私がそう告げると、サンゼールは何も言わず、ただこちらを見据えたままだった。

その時、声が割り込んだ。

「やりすぎですよ、クロード先輩!」

イワンだった。庭園の隅で、いつの間にか両手を握りしめていた彼が、顔を歪めて叫ぶ。

「こういうのって、わざと負けるもんでしょう!? 空気読んでくださいよ!」

私は彼に視線を向け、首を小さく傾けて見せる。

「わざと負ける?それはむしろ、彼に失礼でしょう」

そう言った私の声は、驚くほど静かだった。

サンゼールは、それを聞いてもなお、身じろぎ一つせず立ち尽くしていた。拳を握るその両手に、細かく震える影があるのを、私は見逃さなかった。

祈るように両手を組んでいるティタ嬢の姿が、視界の端に映る。指が白くなるほど強く力が込められているのがわかる。小刻みに震える肩。口元は何かを呟いているが、それは風にさらわれて私には届かない。
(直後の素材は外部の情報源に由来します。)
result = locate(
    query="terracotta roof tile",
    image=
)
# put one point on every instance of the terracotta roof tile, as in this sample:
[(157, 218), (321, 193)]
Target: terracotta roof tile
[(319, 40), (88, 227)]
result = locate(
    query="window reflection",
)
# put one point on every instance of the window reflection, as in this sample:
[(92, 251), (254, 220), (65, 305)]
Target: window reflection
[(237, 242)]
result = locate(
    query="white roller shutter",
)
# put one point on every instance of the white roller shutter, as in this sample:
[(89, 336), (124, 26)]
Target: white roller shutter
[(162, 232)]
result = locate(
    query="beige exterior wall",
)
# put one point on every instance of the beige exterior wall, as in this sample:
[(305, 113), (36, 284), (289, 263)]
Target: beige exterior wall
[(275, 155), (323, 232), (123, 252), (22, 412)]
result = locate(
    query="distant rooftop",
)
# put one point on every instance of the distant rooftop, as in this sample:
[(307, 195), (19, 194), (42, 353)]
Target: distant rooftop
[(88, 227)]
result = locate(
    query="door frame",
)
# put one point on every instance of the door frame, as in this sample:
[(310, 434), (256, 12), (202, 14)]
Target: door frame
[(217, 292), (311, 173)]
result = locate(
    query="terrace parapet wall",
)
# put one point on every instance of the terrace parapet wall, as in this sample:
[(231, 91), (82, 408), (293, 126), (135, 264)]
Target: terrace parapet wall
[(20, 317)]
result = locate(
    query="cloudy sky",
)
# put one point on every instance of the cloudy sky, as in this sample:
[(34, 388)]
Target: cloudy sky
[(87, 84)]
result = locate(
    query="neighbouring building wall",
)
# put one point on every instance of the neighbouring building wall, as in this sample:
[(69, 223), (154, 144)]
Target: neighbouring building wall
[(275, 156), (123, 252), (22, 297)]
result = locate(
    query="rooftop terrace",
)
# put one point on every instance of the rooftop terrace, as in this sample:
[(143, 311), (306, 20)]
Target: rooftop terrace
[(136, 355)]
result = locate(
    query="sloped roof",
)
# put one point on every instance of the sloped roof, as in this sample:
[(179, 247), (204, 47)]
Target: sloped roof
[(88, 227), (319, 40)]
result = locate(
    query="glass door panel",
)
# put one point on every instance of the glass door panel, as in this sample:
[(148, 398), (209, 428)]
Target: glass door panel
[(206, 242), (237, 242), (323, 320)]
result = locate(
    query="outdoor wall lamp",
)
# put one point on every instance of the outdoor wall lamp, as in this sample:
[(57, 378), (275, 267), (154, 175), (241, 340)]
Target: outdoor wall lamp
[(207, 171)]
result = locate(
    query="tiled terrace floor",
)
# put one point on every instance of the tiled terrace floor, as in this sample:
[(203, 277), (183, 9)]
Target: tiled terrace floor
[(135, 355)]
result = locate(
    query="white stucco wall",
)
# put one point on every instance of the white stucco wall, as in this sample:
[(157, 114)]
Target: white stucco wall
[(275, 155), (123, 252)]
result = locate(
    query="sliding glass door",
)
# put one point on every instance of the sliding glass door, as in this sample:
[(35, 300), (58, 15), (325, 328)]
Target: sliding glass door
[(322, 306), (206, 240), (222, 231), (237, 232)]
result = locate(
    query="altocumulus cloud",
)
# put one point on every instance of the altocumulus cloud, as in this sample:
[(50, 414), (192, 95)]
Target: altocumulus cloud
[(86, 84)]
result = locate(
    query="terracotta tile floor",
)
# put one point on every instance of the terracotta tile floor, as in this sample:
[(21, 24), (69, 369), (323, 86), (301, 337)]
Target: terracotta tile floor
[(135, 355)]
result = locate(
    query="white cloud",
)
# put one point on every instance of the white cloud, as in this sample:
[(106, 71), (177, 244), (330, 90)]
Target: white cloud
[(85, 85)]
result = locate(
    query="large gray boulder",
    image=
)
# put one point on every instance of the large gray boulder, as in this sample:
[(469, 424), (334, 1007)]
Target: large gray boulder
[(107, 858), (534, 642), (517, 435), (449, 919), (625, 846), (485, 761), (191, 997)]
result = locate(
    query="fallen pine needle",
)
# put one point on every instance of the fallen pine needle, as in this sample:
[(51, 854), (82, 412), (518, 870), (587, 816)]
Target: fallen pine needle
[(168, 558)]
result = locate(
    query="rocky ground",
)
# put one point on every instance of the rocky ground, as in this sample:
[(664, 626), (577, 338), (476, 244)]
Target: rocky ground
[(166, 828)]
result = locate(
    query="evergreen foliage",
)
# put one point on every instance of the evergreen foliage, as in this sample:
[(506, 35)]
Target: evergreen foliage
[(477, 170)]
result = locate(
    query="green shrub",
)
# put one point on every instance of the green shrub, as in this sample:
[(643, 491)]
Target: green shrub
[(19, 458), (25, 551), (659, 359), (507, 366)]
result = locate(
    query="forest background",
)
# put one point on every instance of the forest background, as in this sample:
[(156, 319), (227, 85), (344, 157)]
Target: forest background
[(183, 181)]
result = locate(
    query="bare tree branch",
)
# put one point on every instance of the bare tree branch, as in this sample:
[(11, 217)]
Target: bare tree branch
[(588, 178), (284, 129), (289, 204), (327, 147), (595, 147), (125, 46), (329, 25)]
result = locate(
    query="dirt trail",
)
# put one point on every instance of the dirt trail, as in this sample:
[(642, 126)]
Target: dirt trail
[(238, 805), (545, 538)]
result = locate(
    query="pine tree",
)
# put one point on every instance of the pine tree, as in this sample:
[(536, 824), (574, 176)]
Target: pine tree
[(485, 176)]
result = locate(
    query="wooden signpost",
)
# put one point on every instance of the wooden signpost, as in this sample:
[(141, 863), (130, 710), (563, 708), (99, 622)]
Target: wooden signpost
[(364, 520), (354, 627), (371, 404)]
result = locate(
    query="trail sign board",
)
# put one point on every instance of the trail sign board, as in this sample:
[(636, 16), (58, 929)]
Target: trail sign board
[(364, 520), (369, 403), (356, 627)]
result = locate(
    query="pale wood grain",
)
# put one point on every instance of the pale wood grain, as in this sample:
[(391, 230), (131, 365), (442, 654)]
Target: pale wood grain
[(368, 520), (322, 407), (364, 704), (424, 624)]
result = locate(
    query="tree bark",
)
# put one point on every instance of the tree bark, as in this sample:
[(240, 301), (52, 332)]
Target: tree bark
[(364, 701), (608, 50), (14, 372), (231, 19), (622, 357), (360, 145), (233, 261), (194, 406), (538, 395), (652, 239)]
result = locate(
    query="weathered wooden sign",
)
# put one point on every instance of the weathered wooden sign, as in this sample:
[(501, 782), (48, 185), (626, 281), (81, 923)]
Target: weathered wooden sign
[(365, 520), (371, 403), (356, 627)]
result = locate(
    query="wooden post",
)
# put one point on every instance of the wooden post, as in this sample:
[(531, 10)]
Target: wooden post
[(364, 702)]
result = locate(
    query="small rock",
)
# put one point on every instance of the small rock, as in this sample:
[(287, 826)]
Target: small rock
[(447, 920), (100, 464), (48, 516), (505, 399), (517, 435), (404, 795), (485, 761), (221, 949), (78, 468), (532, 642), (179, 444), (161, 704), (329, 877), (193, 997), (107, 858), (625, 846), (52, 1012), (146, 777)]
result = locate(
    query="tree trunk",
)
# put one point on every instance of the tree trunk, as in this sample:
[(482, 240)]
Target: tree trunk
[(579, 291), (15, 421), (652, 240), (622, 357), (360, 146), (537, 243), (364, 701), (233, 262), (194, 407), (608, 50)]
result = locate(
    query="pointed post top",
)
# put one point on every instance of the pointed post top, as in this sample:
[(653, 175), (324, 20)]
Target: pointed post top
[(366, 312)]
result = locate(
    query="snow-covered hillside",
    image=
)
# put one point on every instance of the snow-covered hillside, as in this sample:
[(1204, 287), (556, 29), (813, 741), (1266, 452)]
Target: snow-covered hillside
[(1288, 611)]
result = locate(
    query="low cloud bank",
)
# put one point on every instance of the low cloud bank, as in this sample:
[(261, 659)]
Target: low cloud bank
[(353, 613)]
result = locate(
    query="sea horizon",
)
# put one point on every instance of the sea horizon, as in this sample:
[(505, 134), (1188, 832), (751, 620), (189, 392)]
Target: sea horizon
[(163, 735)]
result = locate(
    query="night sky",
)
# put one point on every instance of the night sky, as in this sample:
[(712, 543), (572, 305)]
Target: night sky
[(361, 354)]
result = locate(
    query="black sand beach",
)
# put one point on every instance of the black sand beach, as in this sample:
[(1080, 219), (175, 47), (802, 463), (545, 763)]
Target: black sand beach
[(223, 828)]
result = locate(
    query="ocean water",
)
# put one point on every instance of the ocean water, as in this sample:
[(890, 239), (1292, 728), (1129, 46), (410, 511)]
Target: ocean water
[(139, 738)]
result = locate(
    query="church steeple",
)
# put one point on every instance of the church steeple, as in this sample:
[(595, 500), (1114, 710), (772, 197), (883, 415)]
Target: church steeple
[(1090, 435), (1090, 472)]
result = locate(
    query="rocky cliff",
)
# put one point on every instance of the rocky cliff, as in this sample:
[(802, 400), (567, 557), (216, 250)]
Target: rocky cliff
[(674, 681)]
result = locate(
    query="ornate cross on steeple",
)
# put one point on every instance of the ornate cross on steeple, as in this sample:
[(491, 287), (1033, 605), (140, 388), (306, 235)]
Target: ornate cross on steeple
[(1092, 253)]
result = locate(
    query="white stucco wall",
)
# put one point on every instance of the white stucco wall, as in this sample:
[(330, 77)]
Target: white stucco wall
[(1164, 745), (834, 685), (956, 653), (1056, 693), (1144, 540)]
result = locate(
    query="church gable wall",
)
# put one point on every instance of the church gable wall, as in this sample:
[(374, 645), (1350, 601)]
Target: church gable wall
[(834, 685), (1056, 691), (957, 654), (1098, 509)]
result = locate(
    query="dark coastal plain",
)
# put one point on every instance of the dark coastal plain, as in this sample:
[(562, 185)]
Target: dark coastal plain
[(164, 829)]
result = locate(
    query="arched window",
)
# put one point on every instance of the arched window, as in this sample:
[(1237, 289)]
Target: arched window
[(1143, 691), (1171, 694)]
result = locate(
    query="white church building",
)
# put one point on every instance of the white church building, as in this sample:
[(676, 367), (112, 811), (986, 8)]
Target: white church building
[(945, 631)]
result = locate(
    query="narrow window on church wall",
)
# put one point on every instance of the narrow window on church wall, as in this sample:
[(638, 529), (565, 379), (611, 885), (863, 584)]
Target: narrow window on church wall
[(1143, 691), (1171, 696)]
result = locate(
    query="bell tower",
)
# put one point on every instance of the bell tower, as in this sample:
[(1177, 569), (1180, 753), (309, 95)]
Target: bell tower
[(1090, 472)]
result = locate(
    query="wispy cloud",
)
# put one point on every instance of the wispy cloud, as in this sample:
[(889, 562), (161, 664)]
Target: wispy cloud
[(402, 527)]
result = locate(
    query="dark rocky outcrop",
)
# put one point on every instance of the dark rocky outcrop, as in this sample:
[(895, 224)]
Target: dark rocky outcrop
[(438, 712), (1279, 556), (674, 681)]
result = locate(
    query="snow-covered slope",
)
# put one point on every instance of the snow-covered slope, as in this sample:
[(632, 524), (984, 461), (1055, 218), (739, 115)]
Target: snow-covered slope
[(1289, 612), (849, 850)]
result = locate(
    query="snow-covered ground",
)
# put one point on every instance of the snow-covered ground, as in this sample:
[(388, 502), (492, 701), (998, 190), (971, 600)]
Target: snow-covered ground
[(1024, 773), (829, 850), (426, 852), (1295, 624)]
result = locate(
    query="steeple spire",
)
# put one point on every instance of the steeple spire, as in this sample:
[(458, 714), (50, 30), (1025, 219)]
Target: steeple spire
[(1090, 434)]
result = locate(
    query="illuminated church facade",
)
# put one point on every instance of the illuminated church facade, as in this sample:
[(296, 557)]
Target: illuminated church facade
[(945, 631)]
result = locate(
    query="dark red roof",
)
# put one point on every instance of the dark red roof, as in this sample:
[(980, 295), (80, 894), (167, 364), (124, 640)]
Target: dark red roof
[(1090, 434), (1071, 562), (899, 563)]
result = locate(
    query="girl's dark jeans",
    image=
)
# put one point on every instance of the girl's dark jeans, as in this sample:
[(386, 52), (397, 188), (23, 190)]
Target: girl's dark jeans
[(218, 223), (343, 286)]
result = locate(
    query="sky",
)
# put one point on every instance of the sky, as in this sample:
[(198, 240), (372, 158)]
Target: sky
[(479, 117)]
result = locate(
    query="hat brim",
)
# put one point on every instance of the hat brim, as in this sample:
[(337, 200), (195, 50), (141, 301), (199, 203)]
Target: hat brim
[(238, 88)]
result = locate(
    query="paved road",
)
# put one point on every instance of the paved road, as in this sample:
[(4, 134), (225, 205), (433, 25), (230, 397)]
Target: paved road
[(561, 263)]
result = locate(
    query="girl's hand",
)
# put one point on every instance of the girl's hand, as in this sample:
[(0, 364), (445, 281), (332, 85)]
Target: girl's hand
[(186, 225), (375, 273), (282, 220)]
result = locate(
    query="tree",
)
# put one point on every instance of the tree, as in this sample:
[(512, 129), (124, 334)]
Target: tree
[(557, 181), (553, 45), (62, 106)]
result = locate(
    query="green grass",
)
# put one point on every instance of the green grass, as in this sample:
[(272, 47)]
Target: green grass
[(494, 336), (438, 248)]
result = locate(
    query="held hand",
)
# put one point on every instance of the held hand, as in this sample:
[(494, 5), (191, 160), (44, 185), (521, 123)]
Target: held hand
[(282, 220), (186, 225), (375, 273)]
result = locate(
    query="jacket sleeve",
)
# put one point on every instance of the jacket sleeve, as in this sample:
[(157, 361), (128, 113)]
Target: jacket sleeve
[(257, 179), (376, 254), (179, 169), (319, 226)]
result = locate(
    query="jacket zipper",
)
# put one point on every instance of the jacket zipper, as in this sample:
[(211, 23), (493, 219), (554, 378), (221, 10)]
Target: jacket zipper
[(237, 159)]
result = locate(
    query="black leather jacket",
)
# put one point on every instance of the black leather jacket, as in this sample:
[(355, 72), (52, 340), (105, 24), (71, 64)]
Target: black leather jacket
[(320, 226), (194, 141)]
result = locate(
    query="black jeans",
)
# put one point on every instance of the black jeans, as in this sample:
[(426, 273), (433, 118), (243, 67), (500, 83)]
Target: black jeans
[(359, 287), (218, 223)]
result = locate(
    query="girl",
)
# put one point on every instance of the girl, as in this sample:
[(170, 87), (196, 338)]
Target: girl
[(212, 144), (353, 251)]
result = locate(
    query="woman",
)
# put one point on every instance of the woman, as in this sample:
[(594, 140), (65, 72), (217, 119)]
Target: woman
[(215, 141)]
アトラはその隣で静かに見守っていた。眉一つ動かさず、まるで儀式の成り行きを見届ける聖女のように。

「うちの婿殿は……何を考えているんだか……」

男爵様のぼやきが遠くで聞こえる。普段は温和な彼が、珍しく頭を抱えていた。

ウィルは隣で小さく呟く。

「気持ち的には……その……サンゼールを応援したいのですが……」

そうだろう。おそらく多くの者が、彼に肩入れしている。彼の方が『真っ直ぐ』だからだ。だが、私は曲がっていても譲れないものがある。

「さて……クロードはどう出るつもりかね」

アポロの気怠げな声が聞こえた。彼はどこからともなく取り出した煙草に火をつけ、ひとつ吐息を漏らした。白い煙がゆるやかに立ちのぼり、庭園の空気に溶けていく。

私は再びサンゼールに視線を戻した。

彼の眼は決して折れていない。だが、私には見えている。その頬を伝う汗と血の匂い、その手の震え。体力も、気力も、限界に近い。

それでも構えるのなら、私も応じるだけだ。

私に迷いはなかった。やるべきことは、ただひとつ。彼にとっても、私にとっても、この勝負は通過儀礼だ。

覚悟があるなら、打ち込んでこい。

その一瞬、私は自分の影を見た。それは長く、淡く、まるで過去の誰かが地面に縫い留められているかのようだった。

私は、あくまで静かに、だが確かに、次の一手を待った。